Netdev List
 help / color / mirror / Atom feed
From: Jakub Kicinski <kuba@kernel.org>
To: razor@blackwall.org, idosch@nvidia.com
Cc: Jakub Kicinski <kuba@kernel.org>,
	edumazet@google.com, davem@davemloft.net, pabeni@redhat.com,
	horms@kernel.org, netdev@vger.kernel.org, eric.dumazet@gmail.com
Subject: Re: [PATCH v2 net-next 2/5] bridge: use atomic ops to read/change p->flags in br_netlink.c
Date: Thu, 11 Jun 2026 11:30:38 -0700	[thread overview]
Message-ID: <20260611183037.1948556-2-kuba@kernel.org> (raw)
In-Reply-To: <20260610161836.1275531-3-edumazet@google.com>

Ido, Nik, do we care about this?

---
bridge: use atomic ops to read/change p->flags in br_netlink.c

The change converts net/bridge/br_netlink.c reads of p->flags to
test_bit()/READ_ONCE() and rewrites br_setport() to compute a new
flags value in a local variable, then commit it with a cmpxchg()
retry loop.

> diff --git a/net/bridge/br_netlink.c b/net/bridge/br_netlink.c
> index 7cb24de9c77d..12850f60bfcb 100644
> --- a/net/bridge/br_netlink.c
> +++ b/net/bridge/br_netlink.c

[ ... ]

> @@ -934,58 +934,64 @@ static int br_set_port_state(struct net_bridge_port *p, u8 state)
>  }
>  
>  /* Set/clear or port flags based on attribute */

[ ... ]

>  /* Process bridge protocol info on port */
>  static int br_setport(struct net_bridge_port *p, struct nlattr *tb[],
>  		      struct netlink_ext_ack *extack)
>  {
> -	unsigned long old_flags, changed_mask;
> +	unsigned long old_flags, flags, changed_mask;
>  	bool br_vlan_tunnel_old;
>  	int err;
>  
> -	old_flags = p->flags;
> +retry:
> +	flags = old_flags = READ_ONCE(p->flags);
>  	br_vlan_tunnel_old = (old_flags & BR_VLAN_TUNNEL) ? true : false;

[ ... ]

> +	if (!(flags & BR_PORT_MAB) && (old_flags & BR_PORT_MAB)) {
>  		struct net_bridge_fdb_flush_desc desc = {
>  			.flags = BIT(BR_FDB_LOCKED),
>  			.flags_mask = BIT(BR_FDB_LOCKED),
> @@ -995,15 +1001,16 @@ static int br_setport(struct net_bridge_port *p, struct nlattr *tb[],
>  		br_fdb_flush(p->br, &desc);
>  	}
>  
> -	changed_mask = old_flags ^ p->flags;
> +	changed_mask = old_flags ^ flags;
>  
> -	err = br_switchdev_set_port_flag(p, p->flags, changed_mask, extack);
> -	if (err) {
> -		p->flags = old_flags;
> +	err = br_switchdev_set_port_flag(p, flags, changed_mask, extack);
> +	if (err)
>  		return err;
> -	}
>  
> -	if (br_vlan_tunnel_old && !(p->flags & BR_VLAN_TUNNEL))
> +	if (cmpxchg(&p->flags, old_flags, flags) != old_flags)
> +		goto retry;
> +

[High]

Are the side effects in this loop safe to re-execute on a cmpxchg retry?

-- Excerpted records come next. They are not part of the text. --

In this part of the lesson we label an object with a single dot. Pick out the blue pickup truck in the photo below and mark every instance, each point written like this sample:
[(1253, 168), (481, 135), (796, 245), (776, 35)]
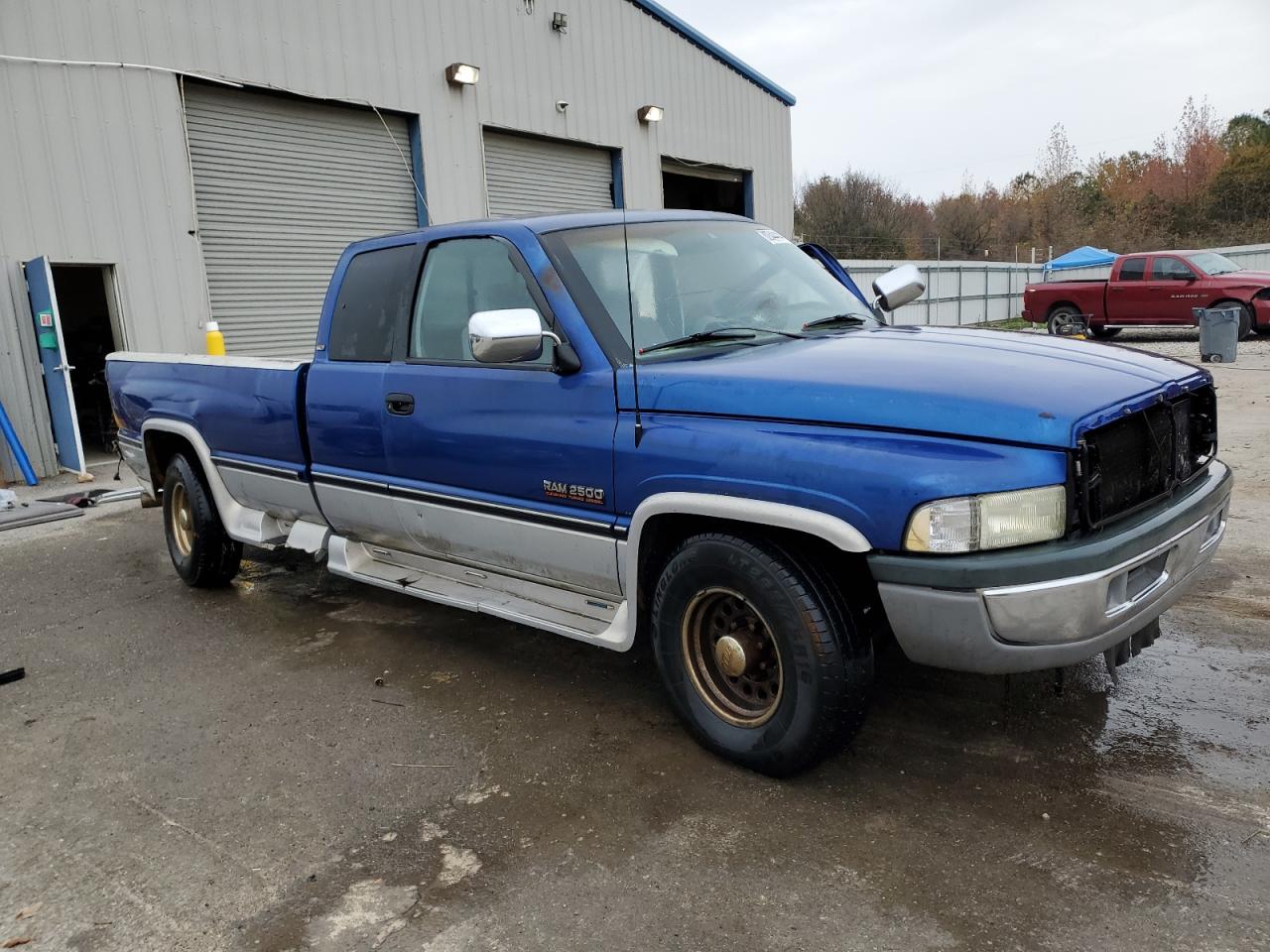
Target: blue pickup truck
[(683, 426)]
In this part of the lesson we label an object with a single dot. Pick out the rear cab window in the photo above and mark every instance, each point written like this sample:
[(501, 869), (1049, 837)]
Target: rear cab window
[(373, 303), (1133, 270), (461, 277), (1167, 268)]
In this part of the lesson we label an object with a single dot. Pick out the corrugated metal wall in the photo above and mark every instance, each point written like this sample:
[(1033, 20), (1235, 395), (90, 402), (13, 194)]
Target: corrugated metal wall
[(95, 162)]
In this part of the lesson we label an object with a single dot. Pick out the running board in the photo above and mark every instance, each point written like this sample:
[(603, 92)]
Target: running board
[(594, 620)]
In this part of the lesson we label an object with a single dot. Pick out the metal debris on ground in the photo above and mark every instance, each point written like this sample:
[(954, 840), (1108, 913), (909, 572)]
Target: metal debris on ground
[(36, 513)]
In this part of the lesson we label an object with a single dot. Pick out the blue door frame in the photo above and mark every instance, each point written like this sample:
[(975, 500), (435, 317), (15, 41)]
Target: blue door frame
[(53, 358)]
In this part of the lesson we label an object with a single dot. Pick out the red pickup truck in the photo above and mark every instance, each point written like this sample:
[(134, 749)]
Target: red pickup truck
[(1153, 289)]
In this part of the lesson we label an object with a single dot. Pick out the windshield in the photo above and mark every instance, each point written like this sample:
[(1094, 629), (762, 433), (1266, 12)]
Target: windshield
[(695, 277), (1213, 263)]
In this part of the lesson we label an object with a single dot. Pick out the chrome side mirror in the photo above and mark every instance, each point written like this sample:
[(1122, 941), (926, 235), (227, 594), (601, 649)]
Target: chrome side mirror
[(507, 336), (898, 287)]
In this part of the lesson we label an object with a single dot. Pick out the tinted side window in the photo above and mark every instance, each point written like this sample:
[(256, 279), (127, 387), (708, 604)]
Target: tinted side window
[(1133, 268), (373, 301), (1170, 270), (460, 278)]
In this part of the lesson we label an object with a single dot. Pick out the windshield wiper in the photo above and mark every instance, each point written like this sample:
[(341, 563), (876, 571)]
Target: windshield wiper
[(716, 334), (835, 318)]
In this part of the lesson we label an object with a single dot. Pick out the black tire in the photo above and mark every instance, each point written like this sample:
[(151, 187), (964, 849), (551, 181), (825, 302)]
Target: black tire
[(1245, 316), (202, 552), (825, 658), (1061, 315)]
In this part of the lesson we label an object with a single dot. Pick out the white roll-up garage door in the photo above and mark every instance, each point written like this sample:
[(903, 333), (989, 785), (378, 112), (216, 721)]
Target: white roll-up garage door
[(539, 177), (282, 185)]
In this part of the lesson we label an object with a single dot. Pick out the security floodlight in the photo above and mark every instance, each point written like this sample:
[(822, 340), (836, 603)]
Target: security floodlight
[(461, 73)]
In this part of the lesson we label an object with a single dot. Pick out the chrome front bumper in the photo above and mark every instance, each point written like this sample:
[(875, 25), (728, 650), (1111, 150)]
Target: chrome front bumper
[(1056, 622)]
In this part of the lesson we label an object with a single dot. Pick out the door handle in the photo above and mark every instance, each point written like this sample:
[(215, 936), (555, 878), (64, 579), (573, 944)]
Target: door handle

The retry path now wraps br_fdb_flush() and br_switchdev_set_port_flag()
inside the loop body:

	retry:
		flags = old_flags = READ_ONCE(p->flags);
		...
		if (!(flags & BR_PORT_MAB) && (old_flags & BR_PORT_MAB))
			br_fdb_flush(p->br, &desc);
		changed_mask = old_flags ^ flags;
		err = br_switchdev_set_port_flag(p, flags, changed_mask, extack);
		if (err)
			return err;
		if (cmpxchg(&p->flags, old_flags, flags) != old_flags)
			goto retry;
		...
		br_port_flags_change(p, changed_mask);

Can this retry actually be taken?  br_setport() runs under RTNL, but
several other writers modify p->flags without RTNL via set_bit() and
clear_bit(), for example BR_MRP_LOST_CONT_BIT and BR_MRP_LOST_IN_CONT_BIT
toggled from work-queue and softirq context in net/bridge/br_mrp_netlink.c
(br_mrp_ring_port_open() and br_mrp_in_port_open(), called from
br_mrp_test_work_expired() and br_mrp_mrm_process()).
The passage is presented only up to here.